Guinea worm disease: a One Health case study

Guinea worm disease provides a compelling example of financial incentives in One Health contexts. Designated for global eradication in 1986, when it affected approximately 3.5 million people annually across 21 countries, the disease has experienced dramatic success—declining by 99.9% to just 15 human cases by 2024. However, animal infections now pose new challenges. First detected in domesticated dogs in Chad in 2012, by 2024 there were 664 animal cases across six African countries, with more cases occurring annually in animals than humans since 2014.

National Guinea Worm Eradication Programs (GWEPs) have implemented three main financial incentive strategies. Cash rewards for reporting human cases align well with evidence-based principles—reporting is an individual action, easily verifiable, with strong individual benefits. Reward amounts have increased substantially from US$10 to several hundred dollars (equivalent to weeks' or months' income), reflecting the high stakes of complete eradication.

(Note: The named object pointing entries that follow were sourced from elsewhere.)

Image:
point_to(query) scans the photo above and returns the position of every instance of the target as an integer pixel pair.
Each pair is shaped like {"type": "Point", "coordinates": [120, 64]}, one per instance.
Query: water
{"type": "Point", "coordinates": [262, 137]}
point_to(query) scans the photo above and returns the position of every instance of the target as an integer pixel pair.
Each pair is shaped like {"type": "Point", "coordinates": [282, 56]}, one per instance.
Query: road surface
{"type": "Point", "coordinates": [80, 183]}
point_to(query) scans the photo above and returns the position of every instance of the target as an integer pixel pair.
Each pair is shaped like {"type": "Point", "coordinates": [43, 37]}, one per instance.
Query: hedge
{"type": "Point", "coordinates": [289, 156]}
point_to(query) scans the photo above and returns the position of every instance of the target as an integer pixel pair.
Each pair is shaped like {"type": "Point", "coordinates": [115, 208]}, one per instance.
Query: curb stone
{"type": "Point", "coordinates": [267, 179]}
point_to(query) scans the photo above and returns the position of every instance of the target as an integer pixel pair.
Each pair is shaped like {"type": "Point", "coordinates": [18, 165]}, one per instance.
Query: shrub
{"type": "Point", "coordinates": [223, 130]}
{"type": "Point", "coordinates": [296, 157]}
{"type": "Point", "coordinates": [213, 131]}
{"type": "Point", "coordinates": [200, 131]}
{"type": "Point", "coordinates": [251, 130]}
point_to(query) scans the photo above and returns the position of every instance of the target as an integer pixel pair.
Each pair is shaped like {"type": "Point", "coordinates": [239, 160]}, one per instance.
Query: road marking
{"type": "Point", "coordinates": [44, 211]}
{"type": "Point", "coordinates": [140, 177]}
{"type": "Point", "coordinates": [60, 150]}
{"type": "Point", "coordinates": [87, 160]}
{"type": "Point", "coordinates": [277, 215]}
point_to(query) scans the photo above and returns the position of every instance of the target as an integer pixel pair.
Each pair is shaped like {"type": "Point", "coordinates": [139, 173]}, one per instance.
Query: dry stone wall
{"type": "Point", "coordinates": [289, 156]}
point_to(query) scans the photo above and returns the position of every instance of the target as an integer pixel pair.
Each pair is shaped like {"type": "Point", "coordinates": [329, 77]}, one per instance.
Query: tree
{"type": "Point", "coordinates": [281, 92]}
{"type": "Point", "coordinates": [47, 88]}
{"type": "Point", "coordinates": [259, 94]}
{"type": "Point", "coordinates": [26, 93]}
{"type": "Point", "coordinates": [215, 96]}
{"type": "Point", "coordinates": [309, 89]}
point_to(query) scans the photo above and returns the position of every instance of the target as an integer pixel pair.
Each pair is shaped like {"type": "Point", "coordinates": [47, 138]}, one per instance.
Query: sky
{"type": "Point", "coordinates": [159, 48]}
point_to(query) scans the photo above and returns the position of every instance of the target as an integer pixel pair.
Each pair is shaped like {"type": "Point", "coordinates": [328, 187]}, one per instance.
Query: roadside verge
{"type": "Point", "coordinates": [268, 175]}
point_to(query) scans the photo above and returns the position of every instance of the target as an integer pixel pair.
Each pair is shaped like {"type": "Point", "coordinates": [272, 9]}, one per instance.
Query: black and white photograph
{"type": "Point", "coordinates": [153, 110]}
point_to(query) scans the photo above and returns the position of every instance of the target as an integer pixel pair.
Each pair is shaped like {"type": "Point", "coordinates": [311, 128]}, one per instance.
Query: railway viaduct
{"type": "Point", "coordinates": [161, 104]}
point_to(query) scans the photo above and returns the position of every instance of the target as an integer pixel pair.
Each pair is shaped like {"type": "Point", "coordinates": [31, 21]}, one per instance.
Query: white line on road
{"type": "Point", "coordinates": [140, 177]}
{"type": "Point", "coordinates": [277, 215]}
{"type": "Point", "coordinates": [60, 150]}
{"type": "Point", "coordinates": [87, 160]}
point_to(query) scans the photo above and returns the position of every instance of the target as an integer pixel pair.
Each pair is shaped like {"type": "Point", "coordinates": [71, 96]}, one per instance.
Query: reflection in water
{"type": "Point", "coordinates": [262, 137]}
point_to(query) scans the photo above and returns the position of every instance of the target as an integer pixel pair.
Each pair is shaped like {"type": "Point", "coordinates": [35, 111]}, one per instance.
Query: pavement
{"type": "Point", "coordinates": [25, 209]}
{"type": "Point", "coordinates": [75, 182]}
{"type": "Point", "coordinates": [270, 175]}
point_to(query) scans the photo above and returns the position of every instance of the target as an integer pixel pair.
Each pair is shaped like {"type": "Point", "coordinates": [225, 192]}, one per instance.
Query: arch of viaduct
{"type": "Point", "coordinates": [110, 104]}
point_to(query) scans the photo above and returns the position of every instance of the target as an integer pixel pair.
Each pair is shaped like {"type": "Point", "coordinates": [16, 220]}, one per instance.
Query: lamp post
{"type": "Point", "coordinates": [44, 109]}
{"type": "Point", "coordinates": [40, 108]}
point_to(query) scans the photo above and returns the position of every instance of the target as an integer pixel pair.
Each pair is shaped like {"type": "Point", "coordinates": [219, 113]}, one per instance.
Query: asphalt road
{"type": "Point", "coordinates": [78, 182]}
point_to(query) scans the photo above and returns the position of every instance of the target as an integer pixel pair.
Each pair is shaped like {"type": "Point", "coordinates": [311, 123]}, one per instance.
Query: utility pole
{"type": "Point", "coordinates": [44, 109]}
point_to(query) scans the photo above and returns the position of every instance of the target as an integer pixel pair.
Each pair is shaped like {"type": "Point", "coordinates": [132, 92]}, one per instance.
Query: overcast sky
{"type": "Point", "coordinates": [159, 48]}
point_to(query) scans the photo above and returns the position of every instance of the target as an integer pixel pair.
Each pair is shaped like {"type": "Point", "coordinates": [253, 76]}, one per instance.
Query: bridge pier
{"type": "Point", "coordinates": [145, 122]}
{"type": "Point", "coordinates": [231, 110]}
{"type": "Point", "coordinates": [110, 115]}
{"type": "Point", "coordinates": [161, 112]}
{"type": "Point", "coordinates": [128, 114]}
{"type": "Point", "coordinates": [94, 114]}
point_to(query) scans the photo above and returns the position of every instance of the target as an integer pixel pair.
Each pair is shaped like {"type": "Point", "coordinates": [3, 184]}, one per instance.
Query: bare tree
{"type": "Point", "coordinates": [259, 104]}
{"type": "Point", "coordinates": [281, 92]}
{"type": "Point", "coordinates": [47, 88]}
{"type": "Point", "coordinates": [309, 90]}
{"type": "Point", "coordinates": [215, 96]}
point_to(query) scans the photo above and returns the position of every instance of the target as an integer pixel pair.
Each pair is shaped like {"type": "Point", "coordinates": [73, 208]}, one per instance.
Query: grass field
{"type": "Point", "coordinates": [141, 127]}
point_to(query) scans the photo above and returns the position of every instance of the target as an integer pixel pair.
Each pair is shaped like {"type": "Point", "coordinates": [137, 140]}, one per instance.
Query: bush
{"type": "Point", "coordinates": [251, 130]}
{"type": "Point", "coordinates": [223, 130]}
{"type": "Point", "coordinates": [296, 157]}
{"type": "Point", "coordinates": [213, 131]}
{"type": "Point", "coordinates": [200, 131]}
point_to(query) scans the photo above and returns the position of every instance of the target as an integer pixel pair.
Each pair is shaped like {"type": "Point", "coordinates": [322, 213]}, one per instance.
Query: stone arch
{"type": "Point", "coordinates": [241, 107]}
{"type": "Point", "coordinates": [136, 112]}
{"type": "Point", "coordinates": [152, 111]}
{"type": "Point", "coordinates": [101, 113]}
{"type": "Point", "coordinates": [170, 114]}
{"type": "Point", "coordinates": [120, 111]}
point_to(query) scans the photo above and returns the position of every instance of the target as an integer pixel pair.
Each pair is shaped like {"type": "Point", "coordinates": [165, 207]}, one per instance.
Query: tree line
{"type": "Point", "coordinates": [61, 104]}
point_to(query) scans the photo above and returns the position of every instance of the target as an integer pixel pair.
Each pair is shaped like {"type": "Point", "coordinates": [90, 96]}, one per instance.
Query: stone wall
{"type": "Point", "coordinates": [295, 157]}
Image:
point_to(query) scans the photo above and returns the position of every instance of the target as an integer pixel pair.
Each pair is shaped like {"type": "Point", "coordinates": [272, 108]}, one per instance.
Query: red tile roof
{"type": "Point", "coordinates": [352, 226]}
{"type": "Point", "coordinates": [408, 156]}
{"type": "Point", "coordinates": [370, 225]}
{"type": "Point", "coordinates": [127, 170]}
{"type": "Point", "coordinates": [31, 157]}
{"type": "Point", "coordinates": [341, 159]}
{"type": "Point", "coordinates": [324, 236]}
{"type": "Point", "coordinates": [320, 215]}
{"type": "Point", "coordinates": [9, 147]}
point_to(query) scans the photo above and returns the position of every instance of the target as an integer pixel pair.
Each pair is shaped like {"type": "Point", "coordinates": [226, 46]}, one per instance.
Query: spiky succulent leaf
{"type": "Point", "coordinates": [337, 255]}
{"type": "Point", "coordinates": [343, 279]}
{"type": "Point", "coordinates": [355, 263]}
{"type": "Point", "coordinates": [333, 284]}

Incentives for reporting infected animals present more complexity. In Chad, when rewards were provided on a per-animal basis, unintended consequences emerged: some households increased dog ownership hoping to benefit from infected animals, leading to stray dog populations and disputes over reward eligibility. The program restructured incentives to a household basis coupled with community awareness campaigns, reducing perverse incentives while motivating reporting.

Incentives for proactive dog tethering (confining animals to prevent water source access) confront additional challenges. While animal movement is easily observable to local people, monitoring by outsiders requires sustained local surveillance. Communities have been empowered to decide how rewards are distributed, with some directing incentive funds to community-level pools supporting public goods. Chad's program provides approximately US$5 monthly per household meeting specified criteria, demonstrating careful design to motivate behavior without creating an expected income source.

Design principles for One Health contexts

The alignment between Guinea worm eradication practices and research evidence suggests core principles for successful incentive design. Target behaviors must be easily monitorable and not already incentivized by existing markets. Reward amounts should be high enough to motivate but not so high as to become perceived as regular income. Incentives must integrate with community participation and communication efforts that build understanding of program objectives. Local decision-making should be empowered rather than top-down, and programs should anticipate and design against perverse incentive effects through careful research and monitoring.

Conclusion

While financial incentives offer potential for promoting behavior change in One Health contexts, they are not always appropriate. Meta-analyses demonstrate that incentives typically produce only modest effects, are highly dependent on contextual factors, and their long-term impacts remain unknown. When proposed incentive programs cannot align with research-based design principles—addressing additionality, monitoring capacity, collective action challenges, equity concerns, and long-term effects—alternative approaches emphasizing community engagement, communication, and infrastructure development should probably be pursued instead.

Success in One Health requires deep contextual understanding, robust monitoring, adaptive management, and genuine community partnership. When implemented carefully with appropriate caution and alongside proper communication grounded in understanding of community social norms and practices, financial incentives can contribute meaningfully to One Health objectives as part of comprehensive programs supporting behavior change through multiple complementary pathways.